From a product perspective, the merger makes even less sense. They make the same stuff! Sure Quantum makes the tape drives that go into the libraries that both sell and ADIC has some nifty file system software. However, the role of tape in data protection is diminishing. It is quickly becoming an archive medium and not for primary data protection. Disk systems are the future of data protection. Global file space software is a good thing but so heavily tied to server systems that it is hard to imagine it having much of an impact on future revenue for the combined company. The product overlap is big enough that the combined company gets very little technology edge from this merger.

Let's recap. ADIC shareholders trade shares in a profitable company for those of an unprofitable one with no share price growth. Quantum gets more of the same from a product and technology point of view. The combined company has to cut costs and go through the merger causing all kinds of disruption. Where's the value?

The only thing that comes to mind is customers. Quantum and ADIC compete for many of the same customers.

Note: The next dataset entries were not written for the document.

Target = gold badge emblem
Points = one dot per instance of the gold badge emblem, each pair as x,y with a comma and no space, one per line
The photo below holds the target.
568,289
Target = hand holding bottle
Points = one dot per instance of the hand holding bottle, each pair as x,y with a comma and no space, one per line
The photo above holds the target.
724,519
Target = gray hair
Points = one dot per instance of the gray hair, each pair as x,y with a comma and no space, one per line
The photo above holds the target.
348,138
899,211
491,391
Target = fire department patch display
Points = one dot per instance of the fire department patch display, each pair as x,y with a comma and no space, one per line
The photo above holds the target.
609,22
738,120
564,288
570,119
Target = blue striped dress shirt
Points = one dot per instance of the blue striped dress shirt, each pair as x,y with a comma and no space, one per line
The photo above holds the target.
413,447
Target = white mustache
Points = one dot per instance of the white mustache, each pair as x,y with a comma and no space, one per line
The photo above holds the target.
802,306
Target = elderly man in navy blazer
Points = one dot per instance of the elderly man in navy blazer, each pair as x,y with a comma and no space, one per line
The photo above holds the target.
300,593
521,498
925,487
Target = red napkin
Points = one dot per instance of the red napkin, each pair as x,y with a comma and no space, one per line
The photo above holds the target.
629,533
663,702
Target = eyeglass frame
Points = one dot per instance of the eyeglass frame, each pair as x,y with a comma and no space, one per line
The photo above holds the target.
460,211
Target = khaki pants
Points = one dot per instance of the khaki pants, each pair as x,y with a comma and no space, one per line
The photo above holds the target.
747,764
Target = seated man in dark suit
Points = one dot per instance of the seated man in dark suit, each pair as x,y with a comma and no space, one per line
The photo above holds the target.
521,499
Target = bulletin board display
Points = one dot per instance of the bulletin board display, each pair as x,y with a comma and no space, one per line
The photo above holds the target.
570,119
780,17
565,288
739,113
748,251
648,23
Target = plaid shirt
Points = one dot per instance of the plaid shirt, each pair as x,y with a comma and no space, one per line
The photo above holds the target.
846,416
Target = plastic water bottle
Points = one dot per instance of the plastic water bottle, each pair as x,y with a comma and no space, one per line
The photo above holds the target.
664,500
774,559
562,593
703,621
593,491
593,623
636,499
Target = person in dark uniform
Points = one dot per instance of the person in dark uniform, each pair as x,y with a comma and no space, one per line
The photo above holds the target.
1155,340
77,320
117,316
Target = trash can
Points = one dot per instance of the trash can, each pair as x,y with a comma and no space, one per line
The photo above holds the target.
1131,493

Big systems and storage vendors OEM their products and the same end-users buy their gear. Is this the justification? To add ADIC customers to the Quantum fold? Eek! I hope not. ADIC customers, faced with no ADIC, are just as likely to open up future purchases to all vendors including all the new kids on the block.

The folks who will benefit the most will be IBM, SUN, Dot Hill, etc. Sun's data protection portfolio is much better now after the StorageTek acquisition (which made sense), IBM and SUN can offer complete solutions. Even in the OEM business, an important revenue line for ADIC, this is true as competitors, large and small, run in to take the ADIC business away from Quantum. If Dot Hill doesn't have a field day with this then they are trying not to succeed.

I am reminded of an old Martin Mull bit called "Sweet Steaks". It's a fake commercial for a children's cereal. Really funny. One of the "claims" made in the piece is that when Sweet Steaks are "served with fruit and milk, it has all the nutrition of... fruit and milk." Same here. When I do the math I come up with one plus one equalling zero point 5. ADIC should have waited for a better deal.